放射線治療後のがんの再発を引き起こす細胞群の同定

 ここでは2012年4月18日(日本時間)にNature Communicationsに掲載された最新の研究成果を紹介します。

研究の背景

 厚生労働省が公表した資料によると、日本人の約2人に1人が生涯のうちにがんに罹患し、3人に1人ががんで命を落としていることが報告されています。外科手術、抗がん剤、放射線などの治療を施してもなお、満足な治療成績が得られない原因は、悪性がん内部の一部の細胞が治療を生き延び、がんの再発を引き起こすからであると考えられています。しかし、治療抵抗性がん細胞ががん組織内部の何処に巣食い、どのようにがんの再発を引き起こすのかは明らかにされておらず、がんの完治を妨げる障害となっています。
 腫瘍血管を取り囲んで存在するがん細胞は、酸素と栄養源を容易に得ることが出来るため、活発に増殖しています。これらのがん細胞は有酸素がん細胞と呼ばれています(図1の青と緑に挟まれた領域に存在)。一方、血管から100mm程度離れているがん細胞は、血管から十分な酸素を得られないことから低酸素がん細胞と呼ばれています(図中緑色の領域に存在)。多くの低酸素がん細胞は低酸素誘導因子1(hypoxia-inducible factor 1: HIF-1)という遺伝子の働きによって低酸素環境に適応していますが(以降、HIF-1陽性低酸素がん細胞と呼びます)、HIF-1活性を得られないながらも辛うじて生きている低酸素がん細胞(HIF-1陰性低酸素がん細胞)も存在します。本研究で私達は「放射線治療後のがん再発における低酸素がん細胞の役割」を解析しました。

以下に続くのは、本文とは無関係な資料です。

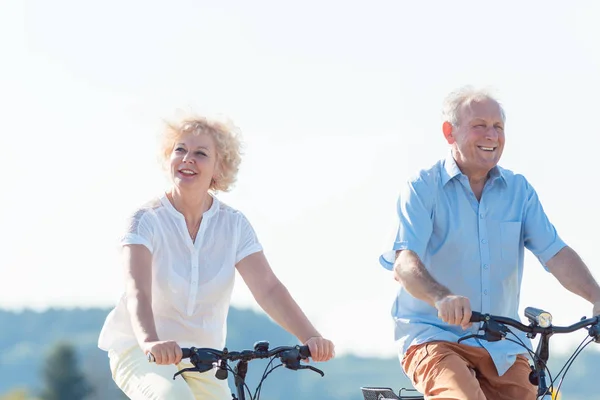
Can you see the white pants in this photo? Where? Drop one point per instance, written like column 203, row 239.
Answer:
column 141, row 380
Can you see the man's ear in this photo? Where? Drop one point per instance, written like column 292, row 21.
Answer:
column 447, row 128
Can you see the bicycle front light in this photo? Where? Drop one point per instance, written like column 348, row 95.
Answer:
column 539, row 317
column 544, row 320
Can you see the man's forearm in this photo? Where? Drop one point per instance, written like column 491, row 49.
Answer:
column 410, row 271
column 574, row 275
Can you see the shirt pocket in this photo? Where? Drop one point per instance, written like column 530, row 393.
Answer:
column 510, row 240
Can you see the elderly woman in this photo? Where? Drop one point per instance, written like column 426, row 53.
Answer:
column 179, row 254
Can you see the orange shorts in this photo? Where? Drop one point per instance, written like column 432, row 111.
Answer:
column 452, row 371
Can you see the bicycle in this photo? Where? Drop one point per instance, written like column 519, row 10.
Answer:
column 205, row 359
column 496, row 328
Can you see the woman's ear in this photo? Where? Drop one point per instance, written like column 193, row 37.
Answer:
column 447, row 128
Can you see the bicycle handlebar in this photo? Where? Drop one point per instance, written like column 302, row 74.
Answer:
column 205, row 359
column 209, row 356
column 532, row 314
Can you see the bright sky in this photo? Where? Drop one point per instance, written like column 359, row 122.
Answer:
column 338, row 102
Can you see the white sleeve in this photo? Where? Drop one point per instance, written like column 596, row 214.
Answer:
column 248, row 242
column 139, row 230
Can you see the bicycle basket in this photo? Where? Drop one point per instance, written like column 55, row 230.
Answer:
column 378, row 393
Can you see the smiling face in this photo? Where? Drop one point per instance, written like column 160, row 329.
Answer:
column 193, row 162
column 478, row 139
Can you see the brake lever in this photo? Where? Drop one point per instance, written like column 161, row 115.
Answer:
column 317, row 370
column 594, row 332
column 191, row 369
column 493, row 332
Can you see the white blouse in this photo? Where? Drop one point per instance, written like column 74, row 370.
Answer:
column 191, row 281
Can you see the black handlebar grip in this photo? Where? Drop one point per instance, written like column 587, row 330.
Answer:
column 186, row 352
column 304, row 351
column 533, row 313
column 477, row 317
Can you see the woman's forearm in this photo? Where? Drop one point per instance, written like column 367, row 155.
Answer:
column 139, row 307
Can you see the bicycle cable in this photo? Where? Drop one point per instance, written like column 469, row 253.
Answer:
column 569, row 362
column 262, row 379
column 535, row 357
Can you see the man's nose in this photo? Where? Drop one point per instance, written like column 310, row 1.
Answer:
column 187, row 157
column 492, row 133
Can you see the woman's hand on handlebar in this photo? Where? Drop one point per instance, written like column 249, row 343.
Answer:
column 165, row 352
column 321, row 349
column 454, row 310
column 596, row 310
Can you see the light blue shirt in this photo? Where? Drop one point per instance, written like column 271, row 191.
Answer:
column 475, row 249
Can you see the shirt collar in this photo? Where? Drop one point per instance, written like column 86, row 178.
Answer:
column 451, row 170
column 208, row 213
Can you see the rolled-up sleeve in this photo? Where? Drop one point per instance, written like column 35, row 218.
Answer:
column 139, row 230
column 248, row 241
column 540, row 236
column 415, row 212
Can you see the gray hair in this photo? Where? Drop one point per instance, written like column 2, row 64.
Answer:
column 466, row 95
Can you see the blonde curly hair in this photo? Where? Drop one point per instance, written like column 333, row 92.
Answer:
column 227, row 140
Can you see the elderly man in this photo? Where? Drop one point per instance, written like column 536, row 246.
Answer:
column 464, row 225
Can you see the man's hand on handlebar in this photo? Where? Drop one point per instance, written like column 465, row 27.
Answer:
column 454, row 310
column 163, row 352
column 320, row 348
column 596, row 308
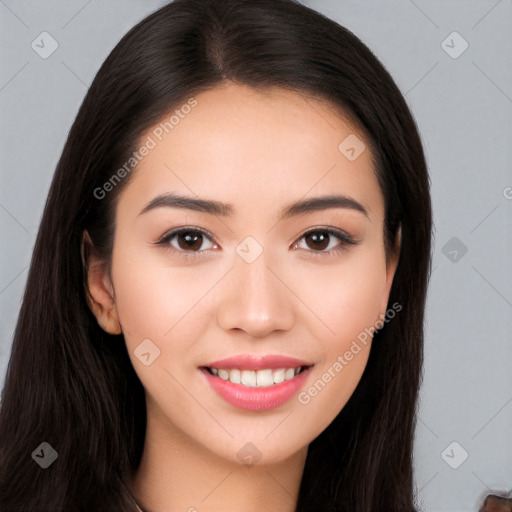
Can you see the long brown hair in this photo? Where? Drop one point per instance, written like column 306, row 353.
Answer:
column 72, row 385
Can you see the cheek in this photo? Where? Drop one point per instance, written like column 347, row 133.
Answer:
column 156, row 301
column 344, row 298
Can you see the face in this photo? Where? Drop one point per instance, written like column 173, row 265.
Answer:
column 273, row 258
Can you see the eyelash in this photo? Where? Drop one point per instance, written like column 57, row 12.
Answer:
column 344, row 238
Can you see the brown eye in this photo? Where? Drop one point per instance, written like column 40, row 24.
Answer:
column 190, row 240
column 325, row 241
column 317, row 240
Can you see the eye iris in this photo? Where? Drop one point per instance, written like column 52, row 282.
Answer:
column 190, row 240
column 319, row 239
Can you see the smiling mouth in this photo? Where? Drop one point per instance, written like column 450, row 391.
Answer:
column 263, row 378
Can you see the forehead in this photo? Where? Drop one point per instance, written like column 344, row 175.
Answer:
column 246, row 146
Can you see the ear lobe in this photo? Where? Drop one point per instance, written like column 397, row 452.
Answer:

腫瘍血管(青)から100マイクロメートル程度の領域に低酸素がん細胞(緑)が存在する。


研究成果

 私達は、Cre-ERT2/loxP系を利用した部位特異的遺伝子組換え反応を利用して、HIF-1陽性低酸素がん細胞とHIF-1陰性低酸素がん細胞を光タンパク質で標識しました。そして、放射線治療後に再発してきたがんの内部に光標識細胞がどの程度存在するのかを定量しました。その結果、放射線治療前には悪性がんの17%にすぎなかったHIF-1陰性低酸素がん細胞が放射線治療を生き延び、再発がんの60%を占めるまでに増殖することを見出しました。この結果はHIF-1陰性低酸素がん細胞こそが再発がんの主な“源”であることを示しています。
 次に私達は、がんの再発過程でHIF-1陰性低酸素がん細胞がどの様に振舞うのかを解析しました。その結果、この細胞群が放射線治療後にHIF-1活性を獲得し、それを引き金に腫瘍血管に向かって移動し始めることが分かりました(左図)。またHIF-1阻害剤によってこの移動を抑制することで(右図)、放射線治療後のがんの再発を防げることを見出しました。

HIF-1陰性低酸素がん細胞(赤)は放射線照射後にHIF-1活性を獲得し、腫瘍血管に向かって移動し始めた。この移動はHIF-1阻害剤によって抑制出来、これががんの再発抑制につながった。

掲載論文の情報

これらの研究成果は、以下の論文に掲載されました。

*Harada H, Inoue M, Itasaka S, Hirota K, Morinibu A, Shinomiya K, Zeng L, Ou G, Zhu Y, Yoshimura M, McKenna WG, Muschel RJ, Hiraoka M.
Cancer cells that survive radiation therapy acquire HIF-1 activity and translocate towards tumour blood vessels.
Nature Communications. 3:783 doi: 10.1038/ncomms1786 (2012).